Urheberrecht

Werden neun aufwändige Studioaufnahmen eines bekannten Fotomodels unberechtigt auf einer Website veröffentlicht, sind ein Unterlassungsstreitwert von insgesamt 33.000 €, ein Streitwert für Auskunftsansprüche von 3.000 €, der Ansatz einer 1,3 Geschäftsgebühr für die Abmahnung, ein Schadensersatzanspruch von 160 € je Foto und ein Verletzerzuschlag wegen unterlassener Urheberbenennung von 50 € je Foto ohne Weiteres angemessen. Auf die Einkommens- und Vermögensverhältnisse des Verletzers kommt es dabei auch dann nicht an, wenn dieser minderjährig ist.

Wer urheberrechtlich geschützte Werke verwerten will, handelt schuldhaft, wenn er entsprechende Nutzungsrechte nicht vorher einholt und sich die Legitimation dessen, von dem er das Recht erwirbt, nachweisen lässt.
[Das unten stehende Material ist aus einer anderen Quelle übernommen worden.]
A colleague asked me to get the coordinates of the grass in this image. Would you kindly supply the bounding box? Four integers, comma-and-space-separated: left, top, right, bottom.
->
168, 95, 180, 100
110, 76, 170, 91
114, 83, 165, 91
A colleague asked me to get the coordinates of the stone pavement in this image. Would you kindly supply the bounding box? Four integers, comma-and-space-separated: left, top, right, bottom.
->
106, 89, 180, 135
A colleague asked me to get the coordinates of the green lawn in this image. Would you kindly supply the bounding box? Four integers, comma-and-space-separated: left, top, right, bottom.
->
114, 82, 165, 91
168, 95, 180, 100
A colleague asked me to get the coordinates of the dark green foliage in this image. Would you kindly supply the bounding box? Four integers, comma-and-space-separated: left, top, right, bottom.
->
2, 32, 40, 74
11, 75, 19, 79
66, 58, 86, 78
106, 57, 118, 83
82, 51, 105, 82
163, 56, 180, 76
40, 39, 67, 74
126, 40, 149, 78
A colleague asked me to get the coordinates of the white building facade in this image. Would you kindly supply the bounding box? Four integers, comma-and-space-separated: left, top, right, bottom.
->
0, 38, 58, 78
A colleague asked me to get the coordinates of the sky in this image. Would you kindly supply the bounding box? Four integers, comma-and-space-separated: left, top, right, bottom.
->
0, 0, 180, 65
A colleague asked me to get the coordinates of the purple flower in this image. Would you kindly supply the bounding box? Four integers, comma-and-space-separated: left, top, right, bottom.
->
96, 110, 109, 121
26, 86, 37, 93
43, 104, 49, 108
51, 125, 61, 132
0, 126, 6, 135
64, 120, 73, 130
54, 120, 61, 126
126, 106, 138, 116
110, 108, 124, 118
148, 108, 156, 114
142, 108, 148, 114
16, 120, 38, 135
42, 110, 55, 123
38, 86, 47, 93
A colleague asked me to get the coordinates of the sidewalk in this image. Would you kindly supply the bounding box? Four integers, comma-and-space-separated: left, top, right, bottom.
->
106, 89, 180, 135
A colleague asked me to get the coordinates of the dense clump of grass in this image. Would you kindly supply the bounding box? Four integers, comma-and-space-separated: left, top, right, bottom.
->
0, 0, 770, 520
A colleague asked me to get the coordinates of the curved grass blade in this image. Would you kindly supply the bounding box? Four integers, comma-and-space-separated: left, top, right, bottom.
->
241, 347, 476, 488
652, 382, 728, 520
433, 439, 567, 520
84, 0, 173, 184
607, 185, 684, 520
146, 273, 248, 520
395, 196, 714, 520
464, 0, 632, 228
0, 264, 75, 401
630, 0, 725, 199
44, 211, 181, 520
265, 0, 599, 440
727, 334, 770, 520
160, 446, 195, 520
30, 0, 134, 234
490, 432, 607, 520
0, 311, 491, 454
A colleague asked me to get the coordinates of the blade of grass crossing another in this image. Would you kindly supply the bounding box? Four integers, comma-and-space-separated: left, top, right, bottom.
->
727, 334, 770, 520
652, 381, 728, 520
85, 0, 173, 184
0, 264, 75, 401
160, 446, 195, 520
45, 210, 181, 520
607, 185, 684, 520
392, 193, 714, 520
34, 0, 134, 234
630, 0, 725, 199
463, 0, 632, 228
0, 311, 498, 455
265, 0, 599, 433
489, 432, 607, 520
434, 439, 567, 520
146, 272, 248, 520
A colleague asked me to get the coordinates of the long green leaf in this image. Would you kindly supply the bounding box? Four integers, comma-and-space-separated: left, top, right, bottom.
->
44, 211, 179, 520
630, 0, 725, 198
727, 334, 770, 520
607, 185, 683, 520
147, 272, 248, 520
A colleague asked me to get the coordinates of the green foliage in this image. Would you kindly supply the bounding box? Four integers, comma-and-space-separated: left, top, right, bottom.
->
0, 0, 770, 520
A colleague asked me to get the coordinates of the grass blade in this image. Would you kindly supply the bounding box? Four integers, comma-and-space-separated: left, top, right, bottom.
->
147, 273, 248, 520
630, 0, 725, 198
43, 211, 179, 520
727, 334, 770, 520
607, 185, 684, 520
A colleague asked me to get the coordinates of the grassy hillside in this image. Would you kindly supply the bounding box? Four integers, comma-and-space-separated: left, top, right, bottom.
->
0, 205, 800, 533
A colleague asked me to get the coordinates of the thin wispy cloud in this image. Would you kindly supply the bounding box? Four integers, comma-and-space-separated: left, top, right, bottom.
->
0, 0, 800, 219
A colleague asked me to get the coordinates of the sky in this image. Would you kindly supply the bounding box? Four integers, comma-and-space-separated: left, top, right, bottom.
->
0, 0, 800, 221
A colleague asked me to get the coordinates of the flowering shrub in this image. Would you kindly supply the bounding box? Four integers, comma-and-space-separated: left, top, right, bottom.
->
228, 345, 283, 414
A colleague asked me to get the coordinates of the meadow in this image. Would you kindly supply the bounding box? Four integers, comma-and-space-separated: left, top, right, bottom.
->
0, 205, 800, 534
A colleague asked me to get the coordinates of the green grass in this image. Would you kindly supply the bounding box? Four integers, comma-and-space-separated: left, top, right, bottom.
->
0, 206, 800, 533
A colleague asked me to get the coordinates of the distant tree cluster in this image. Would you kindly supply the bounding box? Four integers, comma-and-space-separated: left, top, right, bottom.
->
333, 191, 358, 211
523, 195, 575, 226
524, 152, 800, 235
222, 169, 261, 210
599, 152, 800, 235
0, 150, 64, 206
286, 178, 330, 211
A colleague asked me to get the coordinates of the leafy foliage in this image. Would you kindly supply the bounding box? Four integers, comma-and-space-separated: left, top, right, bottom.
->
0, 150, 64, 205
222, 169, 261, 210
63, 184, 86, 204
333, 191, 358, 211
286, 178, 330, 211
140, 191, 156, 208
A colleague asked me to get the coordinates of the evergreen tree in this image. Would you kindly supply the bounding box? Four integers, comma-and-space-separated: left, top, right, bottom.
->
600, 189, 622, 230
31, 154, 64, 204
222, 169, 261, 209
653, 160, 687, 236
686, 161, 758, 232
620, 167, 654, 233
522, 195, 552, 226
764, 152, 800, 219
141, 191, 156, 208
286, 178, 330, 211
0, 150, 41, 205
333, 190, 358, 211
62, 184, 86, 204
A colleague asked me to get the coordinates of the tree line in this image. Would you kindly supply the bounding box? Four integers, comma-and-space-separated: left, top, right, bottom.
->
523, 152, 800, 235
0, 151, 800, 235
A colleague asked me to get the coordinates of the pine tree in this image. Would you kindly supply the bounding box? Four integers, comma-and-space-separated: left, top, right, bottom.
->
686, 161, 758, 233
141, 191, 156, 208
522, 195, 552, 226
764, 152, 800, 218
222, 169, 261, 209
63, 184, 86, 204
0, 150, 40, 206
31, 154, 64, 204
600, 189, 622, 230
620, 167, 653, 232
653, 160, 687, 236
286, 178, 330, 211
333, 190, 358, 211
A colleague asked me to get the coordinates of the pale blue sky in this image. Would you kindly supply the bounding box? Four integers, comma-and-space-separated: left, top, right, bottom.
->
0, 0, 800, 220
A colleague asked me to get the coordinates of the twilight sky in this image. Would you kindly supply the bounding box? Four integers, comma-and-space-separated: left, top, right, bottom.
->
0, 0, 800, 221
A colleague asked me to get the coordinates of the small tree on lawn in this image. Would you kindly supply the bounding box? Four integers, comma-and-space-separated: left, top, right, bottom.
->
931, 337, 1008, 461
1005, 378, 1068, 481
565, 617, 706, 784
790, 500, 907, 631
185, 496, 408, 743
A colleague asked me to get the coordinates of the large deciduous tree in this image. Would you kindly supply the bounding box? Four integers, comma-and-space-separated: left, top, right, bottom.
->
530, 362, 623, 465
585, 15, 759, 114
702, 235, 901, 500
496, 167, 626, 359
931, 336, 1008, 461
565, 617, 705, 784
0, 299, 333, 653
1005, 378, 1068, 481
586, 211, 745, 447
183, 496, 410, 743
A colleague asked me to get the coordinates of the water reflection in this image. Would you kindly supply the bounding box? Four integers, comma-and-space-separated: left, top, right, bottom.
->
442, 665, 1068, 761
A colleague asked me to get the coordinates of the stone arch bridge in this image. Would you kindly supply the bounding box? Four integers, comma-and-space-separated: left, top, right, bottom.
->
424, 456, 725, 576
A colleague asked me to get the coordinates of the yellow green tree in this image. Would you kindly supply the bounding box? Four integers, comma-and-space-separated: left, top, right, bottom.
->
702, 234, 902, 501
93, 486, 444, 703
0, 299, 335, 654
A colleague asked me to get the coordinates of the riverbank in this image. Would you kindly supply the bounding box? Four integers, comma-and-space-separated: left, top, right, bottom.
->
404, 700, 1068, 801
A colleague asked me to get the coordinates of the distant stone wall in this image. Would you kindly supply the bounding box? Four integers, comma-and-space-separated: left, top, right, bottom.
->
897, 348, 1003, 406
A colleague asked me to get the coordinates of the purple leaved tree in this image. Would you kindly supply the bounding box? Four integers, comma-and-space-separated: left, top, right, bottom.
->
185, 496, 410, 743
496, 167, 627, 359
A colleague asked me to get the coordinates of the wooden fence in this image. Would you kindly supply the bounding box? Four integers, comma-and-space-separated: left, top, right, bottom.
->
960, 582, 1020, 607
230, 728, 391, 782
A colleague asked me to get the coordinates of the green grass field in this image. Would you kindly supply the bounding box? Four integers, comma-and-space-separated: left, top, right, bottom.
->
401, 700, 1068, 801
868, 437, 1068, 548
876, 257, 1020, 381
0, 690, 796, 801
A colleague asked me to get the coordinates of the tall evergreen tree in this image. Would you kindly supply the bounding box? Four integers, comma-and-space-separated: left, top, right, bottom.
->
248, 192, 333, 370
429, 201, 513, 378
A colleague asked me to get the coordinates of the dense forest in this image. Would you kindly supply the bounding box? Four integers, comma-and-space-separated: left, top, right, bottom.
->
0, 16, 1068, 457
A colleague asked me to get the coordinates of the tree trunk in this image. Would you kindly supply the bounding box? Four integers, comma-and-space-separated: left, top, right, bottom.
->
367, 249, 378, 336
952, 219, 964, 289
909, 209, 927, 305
Auf die Aussage des Betreibers einer ausländischen Website, die dort angebotenen Fotos seien »urheberrechtsfrei«, darf er sich nicht verlassen.

Wer in einer Vielzahl von Fällen mit gleichem, rechtlich einfach gelagerten Sachverhalt Abmahnungen verschickt, nur einen Bruchteil der Abgemahnten schließlich auf Zahlung von Schadensersatz verklagt muss, kann Abmahnkosten nur in Form einer angemessenen Pauschale in Höhe von 100 € ersetzt verlangen.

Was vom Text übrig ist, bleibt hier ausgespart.